Her articles have appeared in various publications including Mint-Wall Street Journal, The Hindu, Deccan Herald (mainstream South Indian newspaper), Smart Life (Health magazine from the Malayala Manorama Group of publications), YourStory (India's media technology platform for entrepreneurs), Avantika (a noir arts and theatre magazine), ZDF (a German public broadcasting company) and others.
In 2006, she was awarded the British Print-Chevening scholarship to pursue a short-term course in new-age journalism at the University of Westminster, U.K. With a double Masters in Globalisation and Media Studies from Aarhus Universitet (Denmark), University of Amsterdam and Swansea University in Wales, U.K., she has also dabbled in academics, travel writing and socio-cultural studies. Mother to a frisky toddler, she hums 'wheels on the bus' while working and keeps a beady eye on the aforementioned toddler's antics.

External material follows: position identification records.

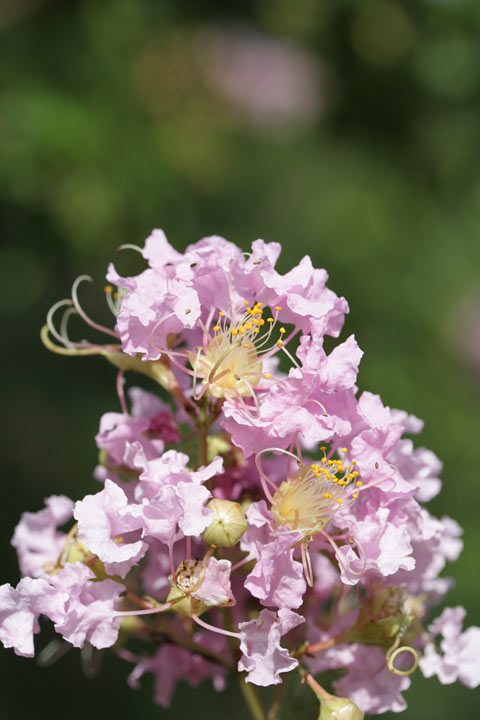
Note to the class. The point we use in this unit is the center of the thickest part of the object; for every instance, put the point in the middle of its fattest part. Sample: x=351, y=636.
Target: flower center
x=309, y=499
x=229, y=363
x=188, y=575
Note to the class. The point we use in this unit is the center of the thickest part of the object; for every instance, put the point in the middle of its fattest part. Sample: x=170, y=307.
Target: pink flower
x=36, y=538
x=109, y=526
x=20, y=608
x=369, y=683
x=311, y=403
x=215, y=588
x=461, y=650
x=277, y=579
x=385, y=544
x=89, y=613
x=263, y=657
x=118, y=430
x=171, y=664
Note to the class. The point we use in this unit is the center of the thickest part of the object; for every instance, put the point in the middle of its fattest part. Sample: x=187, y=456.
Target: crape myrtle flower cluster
x=246, y=520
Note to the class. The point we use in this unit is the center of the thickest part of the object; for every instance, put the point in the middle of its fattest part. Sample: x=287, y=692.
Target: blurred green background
x=346, y=129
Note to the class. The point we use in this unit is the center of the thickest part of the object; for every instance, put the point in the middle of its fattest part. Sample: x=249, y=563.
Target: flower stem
x=251, y=697
x=317, y=647
x=276, y=706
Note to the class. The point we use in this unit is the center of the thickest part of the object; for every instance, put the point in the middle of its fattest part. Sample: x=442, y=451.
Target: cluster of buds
x=248, y=519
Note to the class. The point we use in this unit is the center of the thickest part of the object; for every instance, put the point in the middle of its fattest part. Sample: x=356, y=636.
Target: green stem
x=251, y=697
x=276, y=706
x=202, y=443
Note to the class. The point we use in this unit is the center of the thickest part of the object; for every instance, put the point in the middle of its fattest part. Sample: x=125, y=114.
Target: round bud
x=78, y=552
x=335, y=708
x=228, y=523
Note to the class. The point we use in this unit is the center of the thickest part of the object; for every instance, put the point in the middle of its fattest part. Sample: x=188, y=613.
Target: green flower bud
x=78, y=552
x=228, y=523
x=187, y=579
x=386, y=615
x=334, y=708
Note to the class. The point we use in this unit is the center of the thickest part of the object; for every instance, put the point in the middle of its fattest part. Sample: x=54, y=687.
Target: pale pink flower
x=459, y=659
x=110, y=528
x=263, y=657
x=36, y=538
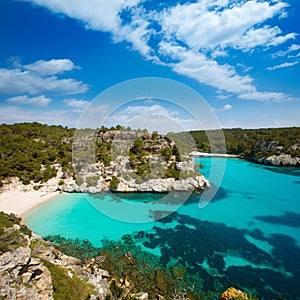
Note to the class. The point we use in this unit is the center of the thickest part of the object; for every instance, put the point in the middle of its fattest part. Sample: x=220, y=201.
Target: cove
x=247, y=236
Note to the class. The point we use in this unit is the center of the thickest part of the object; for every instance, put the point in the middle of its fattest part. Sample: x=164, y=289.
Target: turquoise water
x=247, y=236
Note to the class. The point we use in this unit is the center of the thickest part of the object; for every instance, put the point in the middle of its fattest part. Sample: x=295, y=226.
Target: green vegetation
x=33, y=152
x=66, y=288
x=114, y=183
x=11, y=238
x=27, y=150
x=250, y=142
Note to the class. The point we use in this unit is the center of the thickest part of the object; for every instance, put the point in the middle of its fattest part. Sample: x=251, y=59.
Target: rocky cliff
x=34, y=269
x=272, y=153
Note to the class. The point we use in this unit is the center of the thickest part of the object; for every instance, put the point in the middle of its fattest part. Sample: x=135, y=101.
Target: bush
x=66, y=288
x=114, y=183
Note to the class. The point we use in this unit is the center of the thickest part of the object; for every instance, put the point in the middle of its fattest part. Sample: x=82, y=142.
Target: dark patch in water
x=290, y=219
x=284, y=170
x=212, y=242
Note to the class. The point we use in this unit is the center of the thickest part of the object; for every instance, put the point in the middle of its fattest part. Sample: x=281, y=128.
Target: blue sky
x=242, y=56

Perhaps it is pretty spoilsportish, if that is the word, of me to recommend an article on self-imposed minimalism bang in the middle of the ‘season of cheer, sorry consumerism’. I still will, though; and I have two reasons for it. First, because Ann Patchett writes with such a light touch about minimalism – that super-holy hashtag activity Instagrammers have embraced thickly. (As an aside, Minimalism is in a riveting fight with Veganism in the ‘holier-than-thou’ contest. The jury is still out.)
Secondly, with her personal narrative, the author has managed to subtly bring out the warts and flaws of self-control, mind-control or impulse-control, call it what you will.
So the author, impressed by her friend who did not do any shopping for a year, decided to follow suit. Initially, she experimented in a small way — giving up shopping during Lent etc. — and the fact that it made her feel good convinced her to go the whole hog. She describes how at the end of 2016, she was so consumed by shopping websites that it caused her a kind of anxiety many of us bombarded by the culture of excess have experienced. It made her browse shopping websites feverishly with the question ‘what do I need’ utmost on her mind. As she says, what she needed was less.
I wouldn’t want to lessen the joy of taking the no-shopping journey with the author, and hence, will not summarize. But I will end with a quote that makes great sense — especially if self-discovery is one of your New Year resolutions.
“The things we buy and buy and buy are like a thick coat of Vaseline smeared on glass: We can see some shapes out there, light and dark, but in our constant craving for what we may still want, we miss life’s details. It’s not as if I kept a ledger and took the money I didn’t spend on perfume and gave that money to the poor, but I came to a better understanding of money as something we earn and spend and save for the things we want and need."